Fernández Paulino sees this in her work all the time. “The clients that come my way have usually dealt with the death of a loved one and are struggling with so much grief that they struggle to show up for work,” she says. Others are navigating serious health issues and accumulating debt while seeking treatment.
That’s why she encourages clients to create an emergency fund alongside their debt repayment plans. It’s not just about paying off what you owe, it’s also about protecting yourself from future setbacks.
Myth 2: You should avoid debt no matter what
Fear of debt can run deep. For some, it stems from watching family members face bankruptcy or foreclosure. Others may have grown up in households where money wasn’t openly discussed. These early experiences often lead people to think, “Debt is dangerous.
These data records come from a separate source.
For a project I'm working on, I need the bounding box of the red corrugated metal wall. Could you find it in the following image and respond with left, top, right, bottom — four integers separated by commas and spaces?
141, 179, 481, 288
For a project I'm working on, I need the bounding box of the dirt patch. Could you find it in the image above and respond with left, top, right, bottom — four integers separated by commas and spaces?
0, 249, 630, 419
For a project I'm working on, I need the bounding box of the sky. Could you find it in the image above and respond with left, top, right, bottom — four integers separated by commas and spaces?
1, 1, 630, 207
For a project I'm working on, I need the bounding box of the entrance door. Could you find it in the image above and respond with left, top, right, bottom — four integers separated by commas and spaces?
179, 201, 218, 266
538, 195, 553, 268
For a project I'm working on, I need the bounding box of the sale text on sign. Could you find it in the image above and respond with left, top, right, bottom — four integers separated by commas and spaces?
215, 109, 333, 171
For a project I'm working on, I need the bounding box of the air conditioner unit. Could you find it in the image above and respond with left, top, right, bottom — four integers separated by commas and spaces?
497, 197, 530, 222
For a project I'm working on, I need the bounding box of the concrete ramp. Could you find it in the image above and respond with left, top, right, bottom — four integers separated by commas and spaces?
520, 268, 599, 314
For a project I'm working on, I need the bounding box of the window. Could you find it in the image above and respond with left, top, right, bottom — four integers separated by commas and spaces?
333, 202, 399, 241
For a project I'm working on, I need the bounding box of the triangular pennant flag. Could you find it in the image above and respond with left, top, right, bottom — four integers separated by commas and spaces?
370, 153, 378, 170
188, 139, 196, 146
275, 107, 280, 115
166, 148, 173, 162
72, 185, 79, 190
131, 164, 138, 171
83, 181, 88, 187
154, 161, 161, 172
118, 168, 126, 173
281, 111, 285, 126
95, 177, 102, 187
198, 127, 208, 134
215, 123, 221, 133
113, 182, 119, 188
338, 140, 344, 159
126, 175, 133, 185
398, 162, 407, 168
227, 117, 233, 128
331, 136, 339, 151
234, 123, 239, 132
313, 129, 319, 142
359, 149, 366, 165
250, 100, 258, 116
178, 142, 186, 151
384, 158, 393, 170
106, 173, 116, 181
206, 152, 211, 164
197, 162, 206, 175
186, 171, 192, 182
I’m never going to use it.”
But avoiding debt altogether can sometimes backfire. “So when they start using a credit card, they don’t know how to use it,” says Fernández Paulino, who works with many first-generation Americans and immigrants who weren’t exposed to financial education early on.
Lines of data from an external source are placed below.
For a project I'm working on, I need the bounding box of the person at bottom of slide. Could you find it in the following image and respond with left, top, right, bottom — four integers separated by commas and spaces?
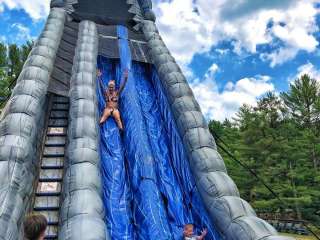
99, 69, 129, 131
183, 224, 208, 240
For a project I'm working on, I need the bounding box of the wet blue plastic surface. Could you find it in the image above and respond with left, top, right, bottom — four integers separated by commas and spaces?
97, 57, 134, 240
149, 67, 221, 240
97, 25, 220, 240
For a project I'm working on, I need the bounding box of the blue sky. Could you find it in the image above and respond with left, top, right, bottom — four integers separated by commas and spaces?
1, 0, 320, 121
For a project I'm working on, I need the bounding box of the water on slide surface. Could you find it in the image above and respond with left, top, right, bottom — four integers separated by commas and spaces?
97, 26, 221, 240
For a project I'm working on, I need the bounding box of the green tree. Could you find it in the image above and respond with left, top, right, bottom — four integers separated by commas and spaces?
0, 69, 10, 100
281, 74, 320, 127
8, 44, 22, 80
0, 42, 33, 106
210, 89, 320, 225
0, 42, 7, 67
282, 74, 320, 169
21, 40, 33, 63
John Kiernan, managing editor of WalletHub, agrees that having at least one credit card in good standing is crucial. “It sends positive information to the credit bureaus each month,” he explains. That can improve your credit score, which helps you access loans, better rates, and financial opportunities down the road.
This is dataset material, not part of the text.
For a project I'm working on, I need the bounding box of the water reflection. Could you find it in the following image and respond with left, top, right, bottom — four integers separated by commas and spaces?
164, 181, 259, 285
Understanding how credit works can take the fear out of it. And once you see it as a tool rather than a trap, you can start using it to your advantage.
Myth 3: Getting out of debt is impossible
This one might feel true, especially when your minimum payments barely seem to make a dent. But Fernández Paulino insists that progress is possible. “What’s true is that without enough monthly surplus…progress is slow,” she says.
So, what’s the solution? Building up that surplus, or in other words, the extra money you have after paying for essentials and minimum debt payments. That might involve cutting expenses or increasing your income temporarily. But even small changes can add up fast.
“When clients build that surplus, they can make dents quickly,” she explains. Some have eliminated five-figure debts in six months. Others take longer—12 to 36 months—but the key is consistency.
Ultimately, your payoff timeline depends on three variables: how much you owe, your interest rates, and how much extra cash you can consistently put toward your debt.
The bottom line
Debt isn’t something to be ashamed of. It’s part of life for many people, especially during hard times. But by challenging harmful myths, learning how debt works, and making a plan that fits your situation, you can take control of your finances with confidence.